На миг задержимся на этой смеси хлестаковщины и горячечного бреда: в здравом рассудке Михоэлс отправится к жене Молотова, первого заместителя председателя Совета Министров и заместителя председателя Государственного Комитета Обороны, и сообщит ей о захватнических намерениях экспансионистов США и попросит совета-помощи! Тут бы его, Фефера, и упрятать на Канатчикову дачу — но, увы, он сочинил это в угоду Абакумову и ненавидящему Жемчужину Сталину. Устами мертвого Михоэлса он возводит на нее чудовищную клевету, превращает в соучастницу преступлений ЕАК.
Так исподволь определились вдохновители «крымского проекта» — Михоэлс и Жемчужина. Фефер стушевался, он с Жемчужиной незнаком, его усилия делу не нужны. Жемчужина в январе 1944 года почему-то говорит о «выселенных татарах», хотя Крым будет освобожден от оккупантов только спустя четыре месяца после возвращения в страну Михоэлса и Фефера.

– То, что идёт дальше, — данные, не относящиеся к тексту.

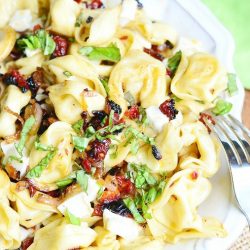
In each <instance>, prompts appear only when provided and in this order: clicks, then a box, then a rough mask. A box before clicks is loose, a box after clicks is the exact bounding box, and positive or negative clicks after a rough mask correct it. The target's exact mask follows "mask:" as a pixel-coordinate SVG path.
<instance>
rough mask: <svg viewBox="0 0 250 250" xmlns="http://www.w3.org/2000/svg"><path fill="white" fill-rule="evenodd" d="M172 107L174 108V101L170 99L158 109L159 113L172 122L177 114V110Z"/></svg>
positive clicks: (163, 102)
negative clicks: (167, 117)
mask: <svg viewBox="0 0 250 250" xmlns="http://www.w3.org/2000/svg"><path fill="white" fill-rule="evenodd" d="M174 106H175V101H174V99H170V100H166V101H165V102H163V103H162V104H161V105H160V107H159V108H160V110H161V112H162V113H163V114H164V115H166V116H167V117H168V118H169V120H173V119H175V117H176V115H177V114H178V110H176V109H175V107H174Z"/></svg>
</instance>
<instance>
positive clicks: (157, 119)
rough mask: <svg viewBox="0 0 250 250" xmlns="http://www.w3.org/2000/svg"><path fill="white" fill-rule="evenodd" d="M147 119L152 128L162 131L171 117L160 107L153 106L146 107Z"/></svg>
mask: <svg viewBox="0 0 250 250" xmlns="http://www.w3.org/2000/svg"><path fill="white" fill-rule="evenodd" d="M146 114H147V119H148V121H149V124H150V125H151V126H152V128H153V129H154V130H155V131H156V132H157V133H160V132H161V131H162V129H163V126H164V125H165V124H167V123H168V122H169V119H168V117H167V116H166V115H164V114H163V113H162V112H161V111H160V109H159V108H158V107H155V106H151V107H148V108H147V109H146Z"/></svg>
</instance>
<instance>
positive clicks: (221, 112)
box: [212, 99, 233, 115]
mask: <svg viewBox="0 0 250 250" xmlns="http://www.w3.org/2000/svg"><path fill="white" fill-rule="evenodd" d="M232 107H233V104H232V103H230V102H227V101H225V100H222V99H219V100H218V101H217V102H216V106H215V107H214V108H213V109H212V112H213V113H214V114H215V115H225V114H227V113H229V112H230V111H231V109H232Z"/></svg>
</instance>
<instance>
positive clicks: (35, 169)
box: [26, 150, 56, 178]
mask: <svg viewBox="0 0 250 250" xmlns="http://www.w3.org/2000/svg"><path fill="white" fill-rule="evenodd" d="M55 155H56V150H54V151H50V152H49V153H48V154H47V155H46V156H45V157H44V158H43V159H42V160H41V161H40V162H39V163H38V164H37V165H36V166H35V167H33V168H32V169H30V170H29V172H28V173H27V174H26V177H27V178H39V177H40V176H41V174H42V172H43V170H44V169H45V168H46V167H47V166H48V165H49V162H50V161H51V160H52V159H53V157H54V156H55Z"/></svg>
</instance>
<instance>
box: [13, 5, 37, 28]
mask: <svg viewBox="0 0 250 250" xmlns="http://www.w3.org/2000/svg"><path fill="white" fill-rule="evenodd" d="M9 25H10V26H11V27H12V28H13V29H14V30H15V31H17V32H23V31H25V30H27V29H30V28H32V27H33V26H32V25H33V22H32V14H31V11H30V10H28V9H27V10H17V11H16V12H15V14H14V15H13V16H12V18H11V19H10V22H9Z"/></svg>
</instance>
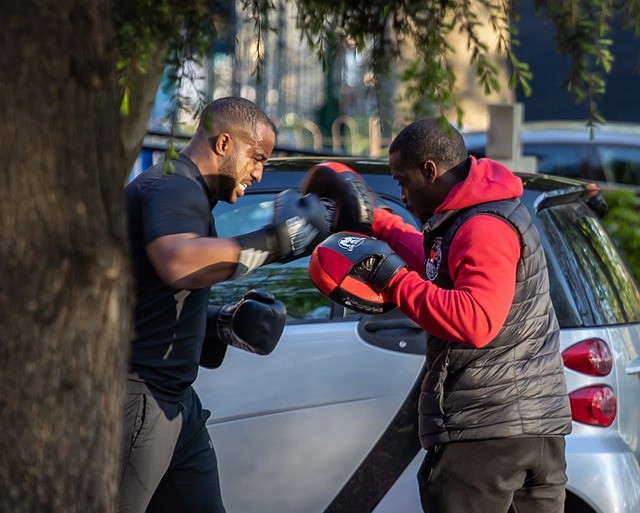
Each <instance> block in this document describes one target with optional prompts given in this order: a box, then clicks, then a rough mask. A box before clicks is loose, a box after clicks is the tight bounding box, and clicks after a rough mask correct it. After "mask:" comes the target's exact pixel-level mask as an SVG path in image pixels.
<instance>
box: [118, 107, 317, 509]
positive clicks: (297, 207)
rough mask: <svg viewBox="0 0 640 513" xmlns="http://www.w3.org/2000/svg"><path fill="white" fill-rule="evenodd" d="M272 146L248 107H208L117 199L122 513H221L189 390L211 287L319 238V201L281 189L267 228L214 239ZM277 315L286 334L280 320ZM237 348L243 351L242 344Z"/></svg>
mask: <svg viewBox="0 0 640 513" xmlns="http://www.w3.org/2000/svg"><path fill="white" fill-rule="evenodd" d="M275 137H276V130H275V127H274V125H273V123H272V122H271V121H270V119H269V118H268V117H267V115H266V114H265V113H264V112H262V111H261V110H260V109H259V108H258V107H257V106H256V105H255V104H253V103H252V102H250V101H248V100H245V99H242V98H222V99H219V100H216V101H214V102H212V103H211V104H210V105H208V106H207V107H206V109H205V110H204V111H203V113H202V116H201V119H200V124H199V127H198V129H197V131H196V133H195V134H194V136H193V138H192V139H191V140H190V141H189V143H188V144H187V146H186V147H185V148H184V149H183V150H182V151H181V152H180V154H179V156H178V157H177V159H175V160H170V161H167V162H164V163H160V164H157V165H156V166H153V167H152V168H150V169H149V170H147V171H145V172H144V173H142V174H141V175H140V176H138V177H137V178H136V179H135V180H134V181H133V182H131V183H130V184H129V185H128V186H127V187H126V189H125V198H126V207H127V213H128V219H129V235H130V241H131V254H132V260H133V269H134V274H135V281H136V283H135V284H136V298H137V303H136V308H135V337H134V339H133V341H132V346H131V363H130V372H129V375H128V379H127V400H126V405H125V426H124V438H123V440H124V442H123V451H122V460H121V470H122V478H121V483H120V489H119V512H120V513H125V512H126V513H134V512H135V513H143V512H144V511H149V512H162V511H167V512H169V511H171V512H181V513H190V512H194V513H195V512H204V511H207V512H215V513H221V512H224V506H223V504H222V500H221V495H220V488H219V483H218V471H217V462H216V458H215V453H214V450H213V445H212V443H211V440H210V438H209V434H208V432H207V429H206V426H205V421H206V419H207V418H208V416H209V412H207V411H206V410H203V409H202V406H201V404H200V401H199V399H198V397H197V395H196V393H195V391H194V390H193V388H192V387H191V384H192V383H193V381H194V380H195V378H196V375H197V371H198V365H199V363H200V358H201V353H202V348H203V340H204V338H205V326H206V324H207V303H208V298H209V289H210V286H211V285H213V284H215V283H218V282H220V281H223V280H227V279H231V278H234V277H237V276H241V275H243V274H245V273H247V272H249V271H250V270H252V269H253V268H255V267H257V266H259V265H264V264H267V263H270V262H273V261H289V260H292V259H294V258H297V257H299V256H302V255H304V254H308V253H309V252H310V250H311V249H312V248H313V246H314V245H315V244H317V243H318V242H319V240H322V238H323V237H325V236H326V229H325V218H324V210H323V207H322V204H321V203H320V200H319V198H317V197H315V196H311V195H308V196H300V195H299V194H297V193H293V191H286V192H285V193H282V194H281V195H280V196H279V197H277V198H276V201H275V204H274V220H273V223H272V224H271V225H269V226H267V227H265V228H264V229H262V230H258V231H256V232H253V233H251V234H247V235H244V236H240V237H237V238H226V239H220V238H217V237H216V232H215V224H214V221H213V218H212V215H211V210H212V208H213V206H214V205H215V204H216V202H217V201H218V200H221V201H226V202H230V203H234V202H235V201H236V200H237V199H238V198H239V197H240V196H242V195H243V194H244V191H245V189H246V188H247V187H249V186H250V185H251V184H252V182H253V181H254V180H257V181H260V180H261V179H262V173H263V166H264V163H265V162H266V161H267V159H268V158H269V157H270V156H271V153H272V151H273V147H274V144H275ZM271 299H272V298H271ZM250 301H253V302H254V303H253V308H257V309H259V310H261V311H265V310H267V312H268V314H267V315H266V317H269V316H270V315H271V310H270V308H271V306H270V302H271V303H272V301H271V300H270V299H269V298H266V299H265V296H260V295H257V296H256V295H252V296H251V298H250ZM256 305H257V306H256ZM232 311H233V310H232ZM274 316H275V317H278V322H282V325H284V320H282V317H283V315H281V314H279V313H276V314H274ZM263 317H264V316H262V317H261V316H252V317H251V318H252V319H255V318H263ZM225 319H226V320H225V321H224V322H225V323H226V325H225V326H224V327H223V328H224V329H219V330H218V333H223V334H224V333H226V334H227V335H228V338H230V339H232V340H231V342H229V341H228V340H225V342H227V343H232V344H233V343H234V341H238V336H237V335H235V334H234V329H233V325H232V321H231V320H229V316H227V317H225ZM220 322H223V321H220ZM249 336H250V334H249ZM278 337H279V333H278ZM245 338H246V337H245ZM234 345H235V344H234ZM237 345H238V346H239V347H244V348H246V346H247V344H246V340H239V344H237ZM248 345H249V347H250V346H251V344H248ZM256 352H260V351H259V350H256Z"/></svg>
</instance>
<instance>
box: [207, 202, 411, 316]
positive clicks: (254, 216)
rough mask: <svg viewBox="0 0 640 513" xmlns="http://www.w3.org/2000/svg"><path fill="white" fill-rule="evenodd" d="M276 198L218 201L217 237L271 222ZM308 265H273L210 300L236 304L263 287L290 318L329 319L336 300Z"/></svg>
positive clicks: (265, 224)
mask: <svg viewBox="0 0 640 513" xmlns="http://www.w3.org/2000/svg"><path fill="white" fill-rule="evenodd" d="M274 197H275V193H268V194H265V193H260V194H247V195H245V196H244V197H243V198H241V199H240V200H239V201H238V202H237V203H234V204H229V203H222V202H220V203H218V205H216V207H215V208H214V210H213V214H214V219H215V223H216V230H217V232H218V236H219V237H232V236H235V235H239V234H242V233H248V232H251V231H254V230H258V229H260V228H262V227H263V226H265V225H267V224H269V222H270V221H271V219H272V218H273V199H274ZM382 201H383V203H385V204H387V205H389V206H391V208H392V209H393V210H394V211H395V212H396V213H398V214H399V215H402V217H403V218H404V219H405V220H406V221H407V222H412V223H413V224H414V225H415V221H413V220H412V219H413V218H412V217H411V214H409V212H408V211H407V210H406V209H405V208H404V207H403V206H402V205H400V204H398V203H395V202H393V201H391V200H389V199H385V200H382ZM410 220H411V221H410ZM308 264H309V257H306V258H300V259H298V260H295V261H293V262H289V263H287V264H270V265H266V266H263V267H260V268H258V269H256V270H254V271H252V272H251V273H249V274H248V275H247V276H244V277H242V278H239V279H236V280H233V281H226V282H222V283H219V284H217V285H215V286H213V287H212V288H211V295H210V297H209V303H210V304H214V305H223V304H228V303H235V302H236V301H238V300H239V299H240V298H241V297H242V296H243V294H244V293H245V292H246V291H247V290H250V289H263V290H267V291H269V292H271V293H272V294H273V295H274V296H275V297H276V298H278V299H279V300H280V301H282V302H283V303H284V304H285V305H286V307H287V318H288V319H289V320H292V321H306V322H314V321H322V320H327V319H330V318H331V317H332V315H333V308H332V305H333V302H332V301H331V300H330V299H328V298H327V297H325V296H324V295H323V294H321V293H320V292H318V290H317V289H316V287H315V286H314V285H313V283H311V280H310V279H309V274H308V272H307V266H308ZM339 312H340V316H342V313H343V309H341V308H340V309H339Z"/></svg>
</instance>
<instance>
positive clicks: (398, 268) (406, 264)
mask: <svg viewBox="0 0 640 513" xmlns="http://www.w3.org/2000/svg"><path fill="white" fill-rule="evenodd" d="M403 267H407V263H406V262H405V261H404V260H403V259H402V257H400V256H398V255H397V254H395V253H391V254H390V255H389V256H388V257H387V258H385V259H383V260H382V261H381V262H380V264H379V265H378V267H376V268H375V269H374V270H373V271H372V272H371V274H370V275H369V282H370V285H371V287H372V288H374V289H375V290H376V292H381V291H383V290H384V289H385V288H386V286H387V285H388V284H389V282H390V281H391V278H393V277H394V276H395V275H396V273H397V272H398V271H399V270H400V269H402V268H403Z"/></svg>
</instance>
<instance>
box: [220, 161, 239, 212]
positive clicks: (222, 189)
mask: <svg viewBox="0 0 640 513" xmlns="http://www.w3.org/2000/svg"><path fill="white" fill-rule="evenodd" d="M237 162H238V158H237V156H236V154H235V153H234V154H232V155H230V156H229V158H228V159H227V160H225V161H224V163H223V164H222V166H221V167H220V170H219V174H218V179H219V184H220V186H219V188H218V199H220V200H222V201H226V202H227V203H231V202H232V201H235V199H234V191H235V189H236V187H237V186H238V182H237V178H238V177H237V174H238V171H237V169H236V165H237Z"/></svg>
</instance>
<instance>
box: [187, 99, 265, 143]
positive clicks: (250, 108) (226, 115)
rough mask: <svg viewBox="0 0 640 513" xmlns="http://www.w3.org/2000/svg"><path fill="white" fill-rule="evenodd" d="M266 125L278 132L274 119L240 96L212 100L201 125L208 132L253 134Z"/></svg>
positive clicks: (201, 114) (200, 126)
mask: <svg viewBox="0 0 640 513" xmlns="http://www.w3.org/2000/svg"><path fill="white" fill-rule="evenodd" d="M260 125H264V126H267V127H269V128H270V129H271V130H273V133H274V134H275V133H276V132H277V130H276V126H275V125H274V124H273V121H271V119H270V118H269V116H267V115H266V114H265V113H264V112H263V111H262V110H261V109H260V108H259V107H258V106H257V105H256V104H255V103H253V102H252V101H249V100H247V99H245V98H241V97H239V96H228V97H226V98H219V99H217V100H214V101H212V102H211V103H210V104H209V105H207V106H206V107H205V109H204V110H203V111H202V114H201V116H200V127H202V128H203V129H204V130H205V131H206V132H207V133H208V134H218V133H222V132H229V133H230V134H239V133H244V135H246V136H253V135H254V134H255V133H256V130H257V128H258V127H259V126H260Z"/></svg>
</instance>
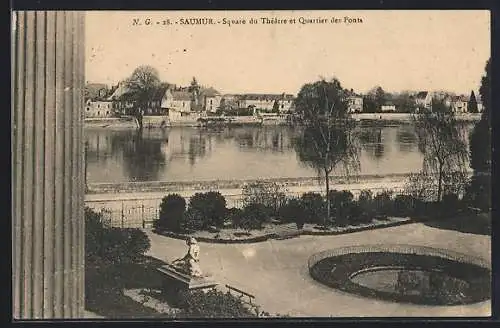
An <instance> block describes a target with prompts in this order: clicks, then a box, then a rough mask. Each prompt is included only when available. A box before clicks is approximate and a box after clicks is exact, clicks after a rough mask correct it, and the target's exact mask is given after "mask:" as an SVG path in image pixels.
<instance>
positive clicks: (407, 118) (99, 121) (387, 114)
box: [84, 113, 481, 129]
mask: <svg viewBox="0 0 500 328" xmlns="http://www.w3.org/2000/svg"><path fill="white" fill-rule="evenodd" d="M456 117H457V119H458V120H460V121H466V122H474V121H479V120H480V119H481V114H480V113H476V114H472V113H466V114H457V116H456ZM352 118H353V119H354V120H356V121H365V122H382V123H386V124H388V123H394V124H397V123H408V122H410V121H411V114H409V113H358V114H352ZM232 122H233V123H228V124H243V125H244V124H252V125H255V124H257V123H260V122H261V121H260V119H253V117H252V116H249V117H238V118H237V119H236V118H235V119H234V120H232ZM266 122H267V121H266ZM277 122H279V124H282V121H277ZM265 124H270V123H265ZM277 124H278V123H277ZM143 126H144V127H145V128H167V127H177V126H191V127H196V126H200V123H199V122H198V121H197V120H196V119H183V120H182V121H171V120H169V118H168V117H167V116H144V118H143ZM84 127H85V128H89V129H96V128H97V129H103V128H106V129H137V128H138V124H137V120H135V119H134V118H132V117H103V118H86V119H85V124H84Z"/></svg>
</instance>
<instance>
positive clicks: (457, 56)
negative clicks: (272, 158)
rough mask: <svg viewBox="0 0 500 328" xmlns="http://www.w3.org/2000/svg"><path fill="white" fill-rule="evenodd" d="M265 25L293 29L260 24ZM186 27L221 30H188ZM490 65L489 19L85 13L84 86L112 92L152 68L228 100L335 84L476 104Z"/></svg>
mask: <svg viewBox="0 0 500 328" xmlns="http://www.w3.org/2000/svg"><path fill="white" fill-rule="evenodd" d="M263 17H266V18H277V19H281V20H286V21H287V24H263V22H262V18H263ZM301 17H302V18H301ZM345 17H349V18H350V19H352V20H349V19H348V20H345ZM148 18H149V19H151V22H152V24H150V25H146V19H148ZM188 18H212V19H213V22H214V24H210V25H185V24H181V19H188ZM224 18H226V19H228V20H243V19H244V20H245V24H232V25H231V26H229V25H228V24H223V19H224ZM252 18H254V19H256V20H257V22H258V23H257V24H250V19H252ZM332 18H333V19H336V20H333V22H332ZM134 19H139V22H140V23H141V25H134V23H133V20H134ZM293 19H295V23H293ZM166 20H169V21H170V24H169V25H164V23H165V21H166ZM290 20H292V21H290ZM320 20H323V23H319V22H318V21H320ZM359 20H361V21H362V22H359V23H354V21H359ZM311 21H312V22H311ZM176 22H177V24H176ZM218 22H220V23H218ZM349 22H351V23H349ZM489 57H490V13H489V12H488V11H485V10H481V11H480V10H475V11H465V10H461V11H460V10H446V11H444V10H442V11H437V10H436V11H424V10H422V11H388V10H384V11H268V12H259V11H204V12H201V11H197V12H193V11H177V12H175V11H154V12H138V11H93V12H87V13H86V80H87V82H92V83H106V84H108V85H111V84H116V83H117V82H119V81H121V80H124V79H125V78H127V77H128V76H130V75H131V73H132V71H133V70H134V69H135V68H136V67H138V66H140V65H150V66H153V67H155V68H156V69H157V70H158V72H159V74H160V79H161V80H162V81H165V82H169V83H174V84H177V85H188V84H189V82H190V81H191V79H192V78H193V77H196V79H197V80H198V81H199V83H200V84H202V85H205V86H212V87H214V88H216V89H217V90H219V91H220V92H222V93H250V92H253V93H282V92H286V93H291V94H297V93H298V91H299V90H300V88H301V86H302V85H303V84H305V83H309V82H314V81H317V80H318V79H320V78H326V79H330V78H332V77H336V78H338V79H339V80H340V82H341V84H342V86H343V87H344V88H349V89H351V88H352V89H354V90H355V91H357V92H361V93H364V92H367V91H368V90H370V89H371V88H373V87H374V86H378V85H380V86H382V88H383V89H384V90H386V91H388V92H398V91H402V90H414V91H418V90H446V91H450V92H455V93H463V94H469V93H470V92H471V90H475V91H477V90H478V89H479V83H480V79H481V76H482V75H483V74H484V67H485V64H486V61H487V60H488V58H489Z"/></svg>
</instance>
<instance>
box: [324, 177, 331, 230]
mask: <svg viewBox="0 0 500 328" xmlns="http://www.w3.org/2000/svg"><path fill="white" fill-rule="evenodd" d="M325 188H326V217H325V220H324V226H325V227H326V226H327V222H328V220H329V219H330V180H329V176H328V170H326V169H325Z"/></svg>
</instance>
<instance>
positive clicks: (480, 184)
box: [464, 175, 491, 211]
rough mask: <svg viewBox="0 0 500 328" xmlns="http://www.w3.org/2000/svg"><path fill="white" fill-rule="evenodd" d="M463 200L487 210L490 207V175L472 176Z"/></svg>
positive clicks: (490, 191) (486, 210)
mask: <svg viewBox="0 0 500 328" xmlns="http://www.w3.org/2000/svg"><path fill="white" fill-rule="evenodd" d="M464 202H465V204H467V205H468V206H471V207H475V208H479V209H481V210H483V211H489V210H490V208H491V176H490V175H484V176H479V175H476V176H473V177H472V179H471V181H470V183H469V184H468V186H467V188H466V190H465V195H464Z"/></svg>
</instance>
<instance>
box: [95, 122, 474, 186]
mask: <svg viewBox="0 0 500 328" xmlns="http://www.w3.org/2000/svg"><path fill="white" fill-rule="evenodd" d="M358 129H359V141H360V149H361V151H360V156H359V162H360V172H359V174H360V175H373V174H376V175H389V174H401V173H411V172H418V171H420V170H421V168H422V162H423V155H422V153H421V152H420V151H419V149H418V145H417V138H416V135H415V133H414V129H413V127H412V126H411V125H410V124H399V125H391V126H363V127H358ZM466 129H467V130H468V131H470V130H471V129H472V125H471V124H469V125H467V126H466ZM85 134H86V142H87V154H86V161H87V181H88V182H89V183H99V182H106V183H122V182H134V181H193V180H194V181H207V180H244V179H259V178H300V177H312V176H317V173H316V171H315V170H314V169H312V168H311V167H309V166H308V165H307V164H305V163H303V162H301V160H300V159H299V158H298V155H297V153H296V151H295V149H294V142H293V140H294V138H295V137H296V136H297V135H298V134H299V131H298V129H297V128H294V127H288V126H260V127H256V126H245V127H230V128H224V129H220V130H207V129H203V128H190V127H172V128H168V129H165V130H161V129H151V130H148V129H145V130H144V131H143V132H142V134H139V132H138V131H136V130H121V131H118V130H106V129H102V128H101V129H85ZM467 134H468V133H467ZM337 172H338V173H339V174H341V169H339V170H337ZM334 174H335V173H334Z"/></svg>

Не Молотов и не Жемчужина вдохновили трех членов президиума ЕАК обратиться к Сталину с вопросом о Крыме в начале 1944 года. И хотя все трое — председатель президиума ЕАК Михоэлс, ответственный секретарь Шахно Эпштейн и Фефер, редактор «Эйникайт» — могли, созвав президиум, писать главе правительства от имени ЕАК, премудрый змий Шахно Эпштейн настоял на том, чтобы подписи были личные и вопрос публично не обсуждался. Шахно Эпштейн, подобно Феферу и раньше Фефера, стал сотрудником НКГБ (МГБ), и обращение к Сталину было задумано в недрах Лубянки, а подпись Михоэлса получена, когда его уверили, что инициатива в «крымском проекте» принадлежит самому правительству. Именно так оформлялась эта провокация в январе 1944 года, когда никому в ЕАК, и, разумеется, Соломону Михоэлсу, не могло и во сне привидеться выселение из Крыма татар. Абакумов же и его службы вполне могли приступить к разработке будущей акции, рискуя ошибиться только в сроках.
Фефер последовательно разрабатывает тему участия Жемчужиной в преступлениях ЕАК. Таково требование Инстанции к следствию. В подкрепление своих слов, якобы произнесенных Михоэлсом, приводится свидетельство живого Вениамина Зускина, сказанное будто бы Феферу на похоронах Михоэлса. Фефер свидетельствует:
Я привожу показания Фефера, не сомневаясь в его авторстве; они лживы, но это ложь объятого страхом доброхота. За ними — страх целой жизни, служебная привычка. Творцом этой почти вдохновенной лжи оставался он сам, он писал этот «роман» искушенной рукой. Мог не знать многого, всего «еврейского проекта» и тайных его пружин, не видеть, кто потребовал принести в жертву Жемчужину и ограничится ли дело ею или «разоблачение» настигнет и Молотова; боясь и подумать о многом, Фефер решал посильные задачи, решал их с ошибками, которых по торопливости не замечала следчасть МГБ. Так, ошибкой было приписать Жемчужиной заявление о «выселенных татарах» уже в январе 1944 года[74]
или ее прямые намеки (на похоронах Михоэлса в январе 1948 года) на антисемитскую нетерпеливость Сталина. Умный и осмотрительный человек, столько лет проживший рядом с осторожнейшим Молотовым, не совершит такой глупости.